I should have only taken two, but I was already high and not lending much focus to irreverent details like 'uptown,' 'downtown' signs, so it took three trains; that is three separate subway transfers to get me to Roosevelt Island on Saturday night. Resilient patience is a quality that these nights instill. Rushing between platforms to catch late night trains before they skid off into their tunnels, leaving only a fleeting gust of humid exhaust and a thirty minute interval before the next arrival, I have developed patience. L to 3rd, L back to 14th, and J uptown all the way to Roosevelt Island, a few flights of stairs, then a static escalator, and now all I have to do is find the place. I forgot to write down the address. It's starting to rain, not pour, but a light shower seems imminent. A dull blue light illuminates the phone dial, as I punch the keys in the dark; scrolling through names, noting those who might know the address, my destination. Manhattan looms between apartments to the east, as I squint at the screen and stroll without specific direction. I don't care. I'm tired. With any luck, I'll be drunk or half-drunk, within two hours and I won't have to care. Although the night skyline is really nice from Roosevelt Island, gazing from the outside in, but I don't really care: I'm tired.

Baldwin:
Though James Baldwin's tone oscillates throughout 'Stranger in the Village' between an ironic reflection and an emphatic examination of that same irony's underlying tensions; subtle narrative observations catalyze his argument by distinguishing his voice from writers who more directly and perhaps more haphazardly approach racial issues. Setting his essay within a vivid account of his stay in an isolated Swiss village, Baldwin may not only juxtapose America's race-relations to those of Europe's, but he manages to deter readers from judging his work as exclusively critical of America. Instead, early into the passage readers find themselves absorbed by its context without minding the political implications of it's content.
While Baldwin introduces the subject of 'the black man' within the first sentence of his narrative, he refrains moralizing thesis until well into the work, after he has established a humanizing precedent for the account. Much of his first two pages ironically describes the homogenous population of his Swiss setting.
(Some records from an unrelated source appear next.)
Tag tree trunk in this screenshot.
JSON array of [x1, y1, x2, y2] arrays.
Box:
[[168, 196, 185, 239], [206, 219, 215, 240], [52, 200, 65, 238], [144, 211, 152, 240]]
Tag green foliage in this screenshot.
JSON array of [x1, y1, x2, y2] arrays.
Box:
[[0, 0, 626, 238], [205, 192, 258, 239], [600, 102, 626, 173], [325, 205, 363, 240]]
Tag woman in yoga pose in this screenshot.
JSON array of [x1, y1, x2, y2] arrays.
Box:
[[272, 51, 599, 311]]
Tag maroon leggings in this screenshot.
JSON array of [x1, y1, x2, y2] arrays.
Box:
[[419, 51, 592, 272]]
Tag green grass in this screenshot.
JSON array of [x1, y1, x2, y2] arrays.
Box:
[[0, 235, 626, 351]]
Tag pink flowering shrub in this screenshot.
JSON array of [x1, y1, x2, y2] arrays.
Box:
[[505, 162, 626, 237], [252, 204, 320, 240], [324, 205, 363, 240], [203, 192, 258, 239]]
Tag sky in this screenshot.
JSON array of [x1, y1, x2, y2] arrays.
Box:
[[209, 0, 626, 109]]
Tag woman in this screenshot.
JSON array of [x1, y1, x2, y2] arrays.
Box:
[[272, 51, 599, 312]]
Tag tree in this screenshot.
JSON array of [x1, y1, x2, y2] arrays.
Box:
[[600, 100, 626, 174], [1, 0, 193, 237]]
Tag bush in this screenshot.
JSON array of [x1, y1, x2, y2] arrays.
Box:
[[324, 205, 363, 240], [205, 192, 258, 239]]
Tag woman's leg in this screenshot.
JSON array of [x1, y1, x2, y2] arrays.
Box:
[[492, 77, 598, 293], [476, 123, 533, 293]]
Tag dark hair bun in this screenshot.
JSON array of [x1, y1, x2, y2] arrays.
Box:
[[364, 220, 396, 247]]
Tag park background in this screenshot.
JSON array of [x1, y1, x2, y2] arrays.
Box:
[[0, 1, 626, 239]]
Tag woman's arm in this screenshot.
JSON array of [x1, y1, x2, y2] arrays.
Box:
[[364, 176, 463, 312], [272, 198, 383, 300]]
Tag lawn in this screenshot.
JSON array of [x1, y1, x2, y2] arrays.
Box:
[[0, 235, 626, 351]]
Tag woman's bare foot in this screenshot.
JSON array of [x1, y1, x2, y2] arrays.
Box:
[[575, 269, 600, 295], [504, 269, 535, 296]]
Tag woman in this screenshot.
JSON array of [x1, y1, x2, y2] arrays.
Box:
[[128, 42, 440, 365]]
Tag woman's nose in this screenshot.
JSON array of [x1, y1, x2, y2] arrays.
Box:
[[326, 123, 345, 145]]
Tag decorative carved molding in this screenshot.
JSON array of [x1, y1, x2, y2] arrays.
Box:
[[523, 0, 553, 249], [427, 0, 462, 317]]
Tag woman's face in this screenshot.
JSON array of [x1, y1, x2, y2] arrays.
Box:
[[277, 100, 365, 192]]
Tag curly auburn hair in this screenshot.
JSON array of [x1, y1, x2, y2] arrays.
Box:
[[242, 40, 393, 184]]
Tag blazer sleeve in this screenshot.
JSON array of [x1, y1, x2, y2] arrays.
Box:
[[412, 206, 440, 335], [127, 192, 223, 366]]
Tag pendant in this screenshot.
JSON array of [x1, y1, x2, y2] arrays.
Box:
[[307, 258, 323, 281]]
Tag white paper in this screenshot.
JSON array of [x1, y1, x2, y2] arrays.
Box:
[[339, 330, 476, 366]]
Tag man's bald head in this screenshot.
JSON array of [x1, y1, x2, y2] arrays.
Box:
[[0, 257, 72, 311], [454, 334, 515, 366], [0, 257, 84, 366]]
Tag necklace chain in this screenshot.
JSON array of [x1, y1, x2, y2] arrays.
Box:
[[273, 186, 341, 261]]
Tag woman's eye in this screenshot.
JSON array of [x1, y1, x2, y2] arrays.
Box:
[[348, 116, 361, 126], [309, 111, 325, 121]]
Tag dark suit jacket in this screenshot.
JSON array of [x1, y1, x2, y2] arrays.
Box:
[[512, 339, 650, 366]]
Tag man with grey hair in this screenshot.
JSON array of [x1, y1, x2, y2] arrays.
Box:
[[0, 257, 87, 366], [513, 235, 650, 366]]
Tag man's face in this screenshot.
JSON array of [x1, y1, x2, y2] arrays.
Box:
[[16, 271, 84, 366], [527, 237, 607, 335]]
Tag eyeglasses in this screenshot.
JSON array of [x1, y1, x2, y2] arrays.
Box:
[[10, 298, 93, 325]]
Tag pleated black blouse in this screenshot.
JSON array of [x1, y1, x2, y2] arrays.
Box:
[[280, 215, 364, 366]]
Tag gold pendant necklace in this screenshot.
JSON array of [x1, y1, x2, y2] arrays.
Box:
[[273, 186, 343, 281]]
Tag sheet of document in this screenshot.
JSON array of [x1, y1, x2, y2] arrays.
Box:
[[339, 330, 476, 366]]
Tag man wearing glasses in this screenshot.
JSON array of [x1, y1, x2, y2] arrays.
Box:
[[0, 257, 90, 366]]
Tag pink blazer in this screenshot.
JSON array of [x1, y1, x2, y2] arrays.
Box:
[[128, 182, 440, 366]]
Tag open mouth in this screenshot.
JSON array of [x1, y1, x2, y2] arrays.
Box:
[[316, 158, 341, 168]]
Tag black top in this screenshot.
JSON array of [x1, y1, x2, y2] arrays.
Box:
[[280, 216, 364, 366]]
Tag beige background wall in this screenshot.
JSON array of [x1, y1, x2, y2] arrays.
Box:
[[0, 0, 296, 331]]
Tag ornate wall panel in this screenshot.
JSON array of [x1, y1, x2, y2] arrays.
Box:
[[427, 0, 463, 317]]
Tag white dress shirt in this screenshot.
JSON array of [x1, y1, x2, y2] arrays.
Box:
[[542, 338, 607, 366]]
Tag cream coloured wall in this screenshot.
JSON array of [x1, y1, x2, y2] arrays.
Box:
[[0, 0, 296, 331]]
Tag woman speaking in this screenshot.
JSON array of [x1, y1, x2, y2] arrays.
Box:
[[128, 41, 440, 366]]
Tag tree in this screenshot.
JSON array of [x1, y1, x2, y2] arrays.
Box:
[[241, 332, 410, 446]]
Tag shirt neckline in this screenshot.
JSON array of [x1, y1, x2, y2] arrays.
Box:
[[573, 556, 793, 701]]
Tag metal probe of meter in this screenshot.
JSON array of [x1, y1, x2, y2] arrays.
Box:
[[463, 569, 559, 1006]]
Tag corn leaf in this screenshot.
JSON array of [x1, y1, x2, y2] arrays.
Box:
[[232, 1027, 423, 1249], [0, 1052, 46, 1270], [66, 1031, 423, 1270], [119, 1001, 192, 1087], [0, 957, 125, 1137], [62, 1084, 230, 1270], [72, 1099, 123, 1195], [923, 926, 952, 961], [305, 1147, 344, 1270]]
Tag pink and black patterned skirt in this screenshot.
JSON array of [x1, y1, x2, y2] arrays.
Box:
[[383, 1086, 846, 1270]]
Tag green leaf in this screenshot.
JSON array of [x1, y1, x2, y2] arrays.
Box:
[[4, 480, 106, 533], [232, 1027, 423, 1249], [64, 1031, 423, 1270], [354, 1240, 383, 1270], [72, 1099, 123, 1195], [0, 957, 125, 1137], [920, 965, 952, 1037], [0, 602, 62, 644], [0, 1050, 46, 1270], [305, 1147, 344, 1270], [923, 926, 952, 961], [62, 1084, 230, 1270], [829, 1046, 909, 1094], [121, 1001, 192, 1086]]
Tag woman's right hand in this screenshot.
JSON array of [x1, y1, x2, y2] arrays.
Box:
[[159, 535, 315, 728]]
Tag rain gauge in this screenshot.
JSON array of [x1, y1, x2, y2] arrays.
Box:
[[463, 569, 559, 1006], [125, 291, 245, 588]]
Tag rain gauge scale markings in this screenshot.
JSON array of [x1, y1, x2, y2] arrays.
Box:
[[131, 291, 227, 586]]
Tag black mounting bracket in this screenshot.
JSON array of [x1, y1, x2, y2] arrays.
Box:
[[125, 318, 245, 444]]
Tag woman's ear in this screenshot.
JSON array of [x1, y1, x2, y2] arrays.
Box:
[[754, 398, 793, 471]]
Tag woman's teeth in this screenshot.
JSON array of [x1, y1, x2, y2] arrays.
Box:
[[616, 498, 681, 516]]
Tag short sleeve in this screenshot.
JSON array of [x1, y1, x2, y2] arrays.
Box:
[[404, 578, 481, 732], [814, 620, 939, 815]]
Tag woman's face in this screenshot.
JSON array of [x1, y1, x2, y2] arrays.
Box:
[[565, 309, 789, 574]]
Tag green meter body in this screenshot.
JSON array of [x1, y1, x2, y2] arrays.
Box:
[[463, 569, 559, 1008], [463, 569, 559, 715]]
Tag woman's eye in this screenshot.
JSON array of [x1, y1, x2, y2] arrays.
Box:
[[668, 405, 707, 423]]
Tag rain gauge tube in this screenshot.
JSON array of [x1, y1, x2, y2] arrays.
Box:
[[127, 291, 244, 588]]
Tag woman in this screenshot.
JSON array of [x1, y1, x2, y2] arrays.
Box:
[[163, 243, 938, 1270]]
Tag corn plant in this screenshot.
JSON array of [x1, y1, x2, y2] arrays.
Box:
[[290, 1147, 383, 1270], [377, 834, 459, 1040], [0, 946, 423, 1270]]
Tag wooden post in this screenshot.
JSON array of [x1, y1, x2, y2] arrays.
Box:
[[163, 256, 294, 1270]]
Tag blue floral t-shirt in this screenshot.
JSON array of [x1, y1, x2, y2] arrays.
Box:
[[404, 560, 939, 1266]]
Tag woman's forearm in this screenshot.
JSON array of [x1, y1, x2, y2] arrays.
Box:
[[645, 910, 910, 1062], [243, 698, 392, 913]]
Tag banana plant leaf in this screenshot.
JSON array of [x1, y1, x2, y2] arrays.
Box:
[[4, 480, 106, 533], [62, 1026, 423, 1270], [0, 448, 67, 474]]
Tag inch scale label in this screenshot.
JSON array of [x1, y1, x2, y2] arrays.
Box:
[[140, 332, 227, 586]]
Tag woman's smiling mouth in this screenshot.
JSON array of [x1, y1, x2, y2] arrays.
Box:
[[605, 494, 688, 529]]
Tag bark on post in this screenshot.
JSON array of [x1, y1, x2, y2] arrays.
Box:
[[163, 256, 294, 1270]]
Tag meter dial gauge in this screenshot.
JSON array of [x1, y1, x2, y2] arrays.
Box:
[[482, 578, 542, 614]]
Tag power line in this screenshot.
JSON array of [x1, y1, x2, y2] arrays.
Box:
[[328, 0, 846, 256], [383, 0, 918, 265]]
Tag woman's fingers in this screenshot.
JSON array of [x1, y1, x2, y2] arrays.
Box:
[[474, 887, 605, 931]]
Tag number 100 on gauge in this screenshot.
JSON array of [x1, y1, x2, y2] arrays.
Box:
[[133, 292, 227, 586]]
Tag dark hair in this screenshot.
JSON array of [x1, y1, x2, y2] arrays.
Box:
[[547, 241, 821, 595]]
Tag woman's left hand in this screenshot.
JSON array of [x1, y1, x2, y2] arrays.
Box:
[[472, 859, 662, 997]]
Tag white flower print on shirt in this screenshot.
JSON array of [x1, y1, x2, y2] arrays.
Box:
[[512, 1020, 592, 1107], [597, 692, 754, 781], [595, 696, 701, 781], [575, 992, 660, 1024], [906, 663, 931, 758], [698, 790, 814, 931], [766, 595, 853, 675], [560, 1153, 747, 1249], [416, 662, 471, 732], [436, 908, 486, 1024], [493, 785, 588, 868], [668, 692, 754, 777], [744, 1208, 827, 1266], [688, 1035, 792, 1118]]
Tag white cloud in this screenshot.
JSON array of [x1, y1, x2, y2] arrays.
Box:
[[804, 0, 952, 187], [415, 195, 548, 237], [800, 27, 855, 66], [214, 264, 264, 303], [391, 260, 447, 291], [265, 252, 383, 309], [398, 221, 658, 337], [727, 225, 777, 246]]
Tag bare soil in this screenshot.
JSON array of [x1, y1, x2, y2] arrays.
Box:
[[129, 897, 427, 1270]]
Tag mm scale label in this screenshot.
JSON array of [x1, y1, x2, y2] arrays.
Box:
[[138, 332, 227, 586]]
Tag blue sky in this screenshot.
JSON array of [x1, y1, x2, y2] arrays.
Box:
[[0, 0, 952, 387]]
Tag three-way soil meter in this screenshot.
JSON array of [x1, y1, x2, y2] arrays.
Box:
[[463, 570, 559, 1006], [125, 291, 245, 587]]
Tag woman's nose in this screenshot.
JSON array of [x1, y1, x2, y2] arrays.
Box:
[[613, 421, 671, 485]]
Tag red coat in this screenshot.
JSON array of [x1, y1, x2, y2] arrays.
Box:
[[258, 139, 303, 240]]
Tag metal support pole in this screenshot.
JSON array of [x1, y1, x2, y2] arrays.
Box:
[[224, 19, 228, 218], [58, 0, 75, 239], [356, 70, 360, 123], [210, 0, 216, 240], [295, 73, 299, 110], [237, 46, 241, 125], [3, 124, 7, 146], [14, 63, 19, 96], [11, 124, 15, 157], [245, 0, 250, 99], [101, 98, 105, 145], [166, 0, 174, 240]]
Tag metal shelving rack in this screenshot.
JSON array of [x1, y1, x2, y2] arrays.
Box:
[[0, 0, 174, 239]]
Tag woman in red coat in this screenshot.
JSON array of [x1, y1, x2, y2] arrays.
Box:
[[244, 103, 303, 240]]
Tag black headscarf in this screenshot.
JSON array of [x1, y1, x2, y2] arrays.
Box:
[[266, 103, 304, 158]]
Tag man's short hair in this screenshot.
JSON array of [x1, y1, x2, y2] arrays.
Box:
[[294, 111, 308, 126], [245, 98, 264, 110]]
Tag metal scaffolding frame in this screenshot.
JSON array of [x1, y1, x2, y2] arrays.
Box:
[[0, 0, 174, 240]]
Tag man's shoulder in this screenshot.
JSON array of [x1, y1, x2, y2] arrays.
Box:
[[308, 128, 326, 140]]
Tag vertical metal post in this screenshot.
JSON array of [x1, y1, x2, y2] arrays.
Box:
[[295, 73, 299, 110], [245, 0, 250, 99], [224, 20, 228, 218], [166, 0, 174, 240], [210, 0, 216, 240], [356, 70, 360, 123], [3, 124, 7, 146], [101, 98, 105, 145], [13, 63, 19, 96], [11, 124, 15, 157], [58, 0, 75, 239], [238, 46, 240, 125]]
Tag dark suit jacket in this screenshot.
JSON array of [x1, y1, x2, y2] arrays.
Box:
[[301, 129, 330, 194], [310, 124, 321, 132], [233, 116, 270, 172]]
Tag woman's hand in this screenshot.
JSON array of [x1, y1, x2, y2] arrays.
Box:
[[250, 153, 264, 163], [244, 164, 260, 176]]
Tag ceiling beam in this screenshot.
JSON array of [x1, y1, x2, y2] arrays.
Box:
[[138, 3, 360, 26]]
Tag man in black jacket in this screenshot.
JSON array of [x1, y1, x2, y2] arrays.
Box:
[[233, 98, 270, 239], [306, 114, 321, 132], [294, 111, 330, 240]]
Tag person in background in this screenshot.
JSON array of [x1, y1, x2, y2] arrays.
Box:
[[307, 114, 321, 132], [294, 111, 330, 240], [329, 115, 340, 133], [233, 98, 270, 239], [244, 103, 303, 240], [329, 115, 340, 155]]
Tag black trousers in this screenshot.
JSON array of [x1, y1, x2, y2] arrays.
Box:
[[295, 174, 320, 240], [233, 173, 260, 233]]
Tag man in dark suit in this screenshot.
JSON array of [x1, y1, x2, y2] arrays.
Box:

His account of the village's solitary Protestant church and the absence of a movie theater or even a bank, constructs a very un-American image of this locale, but ultimately Baldwin progresses to a humanizing element of the village cultural; which establishes the universality of his theme.
"There is often something beautiful, there is always something awful, in the spectacle of a person who has lost one of his faculties," Baldwin describes the seasonal pilgrimage of handicapped citizens to dip in the mountain village's hot-spring, "a faculty he never questioned until it was gone, and who struggles to recover it. Yet people remain people"
This thematic parallel occurs within the same paragraph in which Baldwin's begins transitioning the tone of his narration by recalling the first encounter with European reaction to race. "Neger! Neger!" the children proclaim as Baldwin passes on the street, though he professes their innocents, he admits his own frustration with their disposition; and so as the fourth paragraph of his essay begins, Baldwin recalls his reaction and first begins his juxtaposition of 'the American Negro' with 'the black man' abroad.
A historical and moralistic narration ensues. His account questions not only race-relations in America, but the significance of those relations within the global discourse on race. By writing from a neutral nation, Baldwin frames his story beyond the scope of national politics, implying that race-relations are a transcontinental and essentially human controversy. As a writer, Baldwin emphatically and with some reasonably palpable rage, states his thesis for the rights of 'the black man,' worldwide and in America, but as a stylist Baldwin also empowers his ironic tone and setting to mediate his message in a means that surpasses the limits of language.